Each workspace subpath gets its own directory, file context, and conversation history. Only one Claude process can run per workspace at a time — concurrent requests return 409. Use different workspace names for parallel work:

# these run concurrently without conflicting
curl -X POST http://localhost:4000/claudebox/run \
  -H "Authorization: Bearer $CLAUDEBOX_API_TOKEN" \
  -d '{"prompt": "write a Go HTTP server", "workspace": "go-project"}'

curl -X POST http://localhost:4000/claudebox/run \
  -H "Authorization: Bearer $CLAUDEBOX_API_TOKEN" \
  -d '{"prompt": "write pytest tests", "workspace": "py-tests"}'

Object Storage (hybrids3)

Base URL: http://localhost:4000/storage/

HTTP API

Method Path Auth Description
GET /storage/health none Returns {"status":"ok"}
GET /storage/ master or bucket key List buckets (master sees all, bucket key sees own)
GET /storage/<bucket> public: none / private: key List objects (supports ?prefix= and ?max-keys=)
PUT /storage/<bucket>/<key> bucket key or master key Upload object (MIME auto-detected)
GET /storage/<bucket>/<key> public: none / private: key Download object
HEAD /storage/<bucket>/<key> public: none / private: key Object metadata — no body
DELETE /storage/<bucket>/<key> bucket key or master key Delete object — 204 even if it doesn't exist
POST /storage/presign/<bucket>/<key> bucket key or master key Generate presigned URL
POST /storage/mcp/ per-tool auth_key MCP endpoint

Authentication: pass Authorization: Bearer <key> where <key> is the bucket's private key or $HYBRIDS3_MASTER_KEY.

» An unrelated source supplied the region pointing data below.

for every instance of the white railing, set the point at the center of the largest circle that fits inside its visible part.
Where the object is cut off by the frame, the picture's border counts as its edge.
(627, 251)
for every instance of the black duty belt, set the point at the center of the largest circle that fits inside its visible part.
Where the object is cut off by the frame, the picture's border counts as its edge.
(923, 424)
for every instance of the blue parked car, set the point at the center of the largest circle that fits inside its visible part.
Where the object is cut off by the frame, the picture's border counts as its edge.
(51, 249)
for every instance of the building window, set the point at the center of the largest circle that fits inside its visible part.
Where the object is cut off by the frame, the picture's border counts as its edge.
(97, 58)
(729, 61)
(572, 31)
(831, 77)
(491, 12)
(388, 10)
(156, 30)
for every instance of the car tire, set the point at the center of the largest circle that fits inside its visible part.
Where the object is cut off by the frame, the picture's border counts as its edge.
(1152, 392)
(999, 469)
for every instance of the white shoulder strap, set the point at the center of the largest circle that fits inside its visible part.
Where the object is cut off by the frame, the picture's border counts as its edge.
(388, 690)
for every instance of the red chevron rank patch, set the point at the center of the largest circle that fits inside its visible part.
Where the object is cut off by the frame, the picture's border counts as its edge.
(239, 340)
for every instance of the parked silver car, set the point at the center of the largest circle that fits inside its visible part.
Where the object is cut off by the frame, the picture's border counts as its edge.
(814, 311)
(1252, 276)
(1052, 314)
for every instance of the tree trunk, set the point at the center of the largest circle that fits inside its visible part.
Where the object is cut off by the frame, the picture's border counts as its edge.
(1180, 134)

The uploads bucket is configured as public-read — GET/LIST require no auth. PUT/DELETE always require the bucket key.

Presigned URLs

# generate a presigned URL (expires in 1 hour by default, max 7 days)
curl -X POST "http://localhost:4000/storage/presign/uploads/photo.jpg?expires=3600" \
  -H "Authorization: Bearer $HYBRIDS3_UPLOADS_KEY"

# response for public bucket — plain URL, no expiry
{"url": "http://localhost:4000/storage/uploads/photo.jpg", "expires": null}

# response for private bucket — signed URL with expiry
{"url": "http://localhost:4000/storage/private/doc.pdf?X-Amz-Algorithm=...&X-Amz-Signature=...", "expires": 3600}

# use the presigned URL — no auth header needed
curl "http://localhost:4000/storage/uploads/photo.jpg"

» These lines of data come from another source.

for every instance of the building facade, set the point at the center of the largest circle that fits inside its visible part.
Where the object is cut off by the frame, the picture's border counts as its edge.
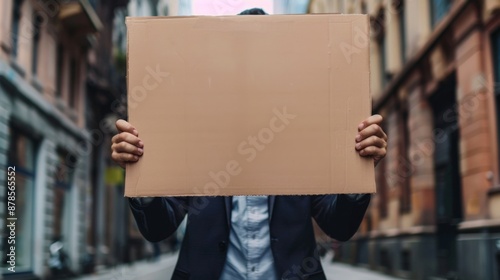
(435, 76)
(43, 47)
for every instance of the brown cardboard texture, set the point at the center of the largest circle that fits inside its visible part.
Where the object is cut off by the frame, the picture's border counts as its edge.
(249, 105)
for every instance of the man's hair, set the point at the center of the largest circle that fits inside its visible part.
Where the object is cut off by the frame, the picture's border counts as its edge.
(254, 11)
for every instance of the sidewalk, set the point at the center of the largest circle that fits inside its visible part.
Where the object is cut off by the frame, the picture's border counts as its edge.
(336, 271)
(143, 270)
(163, 268)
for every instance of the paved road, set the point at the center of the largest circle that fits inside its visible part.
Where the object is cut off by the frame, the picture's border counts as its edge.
(163, 268)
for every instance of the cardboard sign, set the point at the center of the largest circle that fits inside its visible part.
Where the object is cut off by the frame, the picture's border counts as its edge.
(249, 105)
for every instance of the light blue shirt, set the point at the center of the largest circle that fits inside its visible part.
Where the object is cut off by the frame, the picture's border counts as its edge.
(249, 254)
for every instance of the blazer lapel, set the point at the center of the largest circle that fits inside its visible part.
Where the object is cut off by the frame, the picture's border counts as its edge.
(271, 206)
(229, 207)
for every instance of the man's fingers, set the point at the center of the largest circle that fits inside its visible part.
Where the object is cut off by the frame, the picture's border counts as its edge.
(124, 157)
(375, 119)
(129, 138)
(124, 147)
(125, 126)
(372, 130)
(373, 151)
(371, 141)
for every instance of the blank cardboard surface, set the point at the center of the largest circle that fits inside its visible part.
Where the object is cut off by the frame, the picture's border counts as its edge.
(249, 105)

S3-compatible access (boto3)

import boto3
from botocore.config import Config

s3 = boto3.client(
    "s3",
    endpoint_url="http://localhost:4000/storage",
    aws_access_key_id="uploads",           # bucket name (public_key)
    aws_secret_access_key=HYBRIDS3_UPLOADS_KEY,
    region_name="us-east-1",
    config=Config(signature_version="s3v4"),
)

s3.upload_file("image.png", "uploads", "image.png")
s3.download_file("uploads", "image.png", "local.png")
s3.list_objects_v2(Bucket="uploads", Prefix="images/")
s3.delete_object(Bucket="uploads", Key="image.png")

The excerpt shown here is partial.